Cities in Germany and Poland agree climate-friendly cross-border district heating
Clean Energy Wire
A Polish and a German city plan to deliver climate-neutral district heat to households on both sides of the border. The network will supply Germany’s easternmost city of Görlitz and its Polish sister city Zgorzelec, which are located in the Lusatia coal region and separated by the border river Neisse.
The project “will save up to 50,000 tons of CO2 per year starting in 2030,” said energy company E.ON, following a letter of intent signed by municipal utility SEC Zgorzelec, an E.ON subsidiary, Görlitz’s municipal utility, and French utility Veolia.
The EU-funded project dubbed “United Heat” will involve investments totalling up to 195 million euros and “serve as a European flagship project for many other initiatives,” said Marten Bunnemann, CEO of E.ON Energy Infrastructure Solutions.
The companies will next form a joint venture to define a timeline, responsibilities, and financing.
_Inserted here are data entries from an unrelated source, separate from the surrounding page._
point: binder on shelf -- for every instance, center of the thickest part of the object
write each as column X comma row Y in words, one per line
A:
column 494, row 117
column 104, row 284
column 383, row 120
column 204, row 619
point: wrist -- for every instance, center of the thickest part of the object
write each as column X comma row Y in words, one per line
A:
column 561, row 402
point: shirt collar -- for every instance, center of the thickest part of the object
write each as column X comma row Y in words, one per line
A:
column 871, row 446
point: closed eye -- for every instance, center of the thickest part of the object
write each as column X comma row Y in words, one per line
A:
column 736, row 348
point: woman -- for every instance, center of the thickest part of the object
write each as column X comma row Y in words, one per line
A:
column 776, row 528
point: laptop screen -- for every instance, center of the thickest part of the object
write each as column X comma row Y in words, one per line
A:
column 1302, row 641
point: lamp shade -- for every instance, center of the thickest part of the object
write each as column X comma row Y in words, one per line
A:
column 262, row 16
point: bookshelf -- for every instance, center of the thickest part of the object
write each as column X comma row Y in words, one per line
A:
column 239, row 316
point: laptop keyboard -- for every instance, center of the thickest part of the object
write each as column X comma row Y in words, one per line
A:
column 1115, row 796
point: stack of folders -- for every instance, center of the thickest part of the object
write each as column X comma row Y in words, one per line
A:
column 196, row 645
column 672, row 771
They plan to cross the border with a 3.8-kilometre pipeline, creating a total connection line of twelve kilometres, which is to be fed with heat produced exclusively from renewable energies.
“The heat will be generated in the future using solar thermal energy with seasonal storage, heat recovery from lake and wastewater, biomass boilers, as well as waste heat and power-to-heat systems,” E.ON said. “The individual technologies will be interconnected in such a way that they complement each other optimally and ensure a stable, decarbonized heat supply throughout the year.”
Already in 2023, the French city of Strasbourg and the German town of Kehl, which are located on opposite sides of the river Rhine on the opposite end of Germany, aimed to connect their heating systems in a cross-border district heating project. The project is scheduled to provide waste heat from industry to residents of the border region by 2028.